Asian currencies mixed; central banks may have intervened
Asian currencies mixed; central banks may have intervened
SINGAPORE (Dow Jones): Asian currencies were mixed late
Thursday as gains on most of the regional bourses and the stable
yen mitigated jitters over Argentina's worsening crisis, dealers
said.
Suspected central bank interventions in the foreign exchange
markets of Singapore, Taiwan and the Philippines also helped the
currencies regain their footing, dealers said.
As such, the growing nervousness in emerging markets
everywhere over Argentina's possible failure to service its
US$130 billion in debt, necessitating a possible restructuring,
had a limited impact on Asian currencies, market watchers said.
The Indonesian rupiah closed almost flat against the U.S.
dollar as investors wait to see the outcome of President
Abdurrahman Wahid's impeachment in August.
The dollar closed at Rp 11,355, almost unchanged from Rp
11,350 Wednesday.
The Singapore dollar returned to the center stage after the
monetary authority caught the market off-guard with its
announcement that it has since July 1 shifted its policy bias to
neutral, from a moderately tightening stance.
"Against the backdrop of a weaker external economic
environment and a more protracted global electronics downturn,
near-term growth prospects for the Singapore economy have turned
significantly weaker while inflationary pressures are subsiding,"
said Tharman Shanmugaratnam, managing director of the Monetary
Authority of Singapore.
"MAS has therefore shifted to a neutral exchange rate policy
stance, with a policy band centered on a zero percent
appreciation" of the trade-weighted Singapore dollar, he added.
In a knee-jerk reaction, the Singapore dollar plummeted to yet
another 11-year low of S$1.8398 against the U.S. currency, as
most participants had expected the central bank to reaffirm its
moderately tightening policy stance, dealers said.
In explaining the Singapore dollar's swift rebound to
S$1.8340, dealers said the MAS sold the U.S. currency
aggressively to defend the local dollar.
At 0905 GMT (4.05 p.m.
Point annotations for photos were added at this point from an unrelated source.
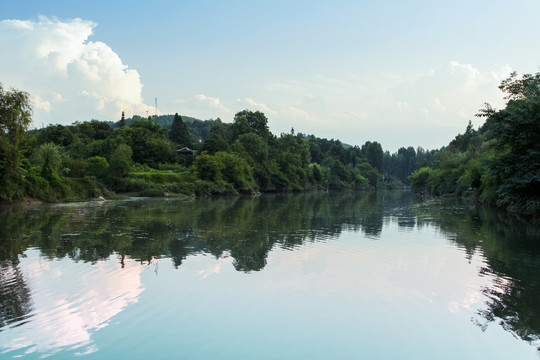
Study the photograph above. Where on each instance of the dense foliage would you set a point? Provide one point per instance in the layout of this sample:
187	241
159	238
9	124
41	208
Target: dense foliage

Jakarta time), the U.S. dollar was
quoted at S$1.8353, higher than S$1.8345 late Wednesday.
The Philippine peso closed at its weakest level since
President Gloria Macapagal Arroyo took over the helm of the
country's leadership in late January, although suspected central
bank intervention had narrowed its losses, dealers said.
The dollar had risen to as high as 53.400 pesos earlier in the
day, but subsequently retreated to close at 53.080 pesos,
marginally higher than 53.065 pesos Wednesday.
Some traders believed the central bank sold around $50 million
when the dollar traded between 53.25 pesos and 53.35 pesos. The
central bank declined to comment on the suspected intervention.
Volume surged to $119 million from $76.7 million Wednesday.
A 1.9 percent jump on the Taipei bourse and U.S. dollar sales
by the central bank helped the New Taiwan dollar recover from its
weakest close Wednesday in almost 15 years, dealers said.
The U.S. dollar closed at NT$34.976, down from Wednesday's
close of NT$35.050. Dealings were valued at US$525 million.
The central bank sold an estimated $300 million in the foreign
exchange market Thursday to smooth the local dollar's volatility,
dealers said.
In Korea, the dollar finished at 1,300.7 won, down from
Wednesday's close of 1,308.8 won, as the benchmark stock index
rose 1.1 percent.
The Thai currency extended its recent gradual descent to
45.625 baht per dollar, from 45.545 baht late Wednesday, dragged
by the Singapore dollar's earlier fall, dealers said.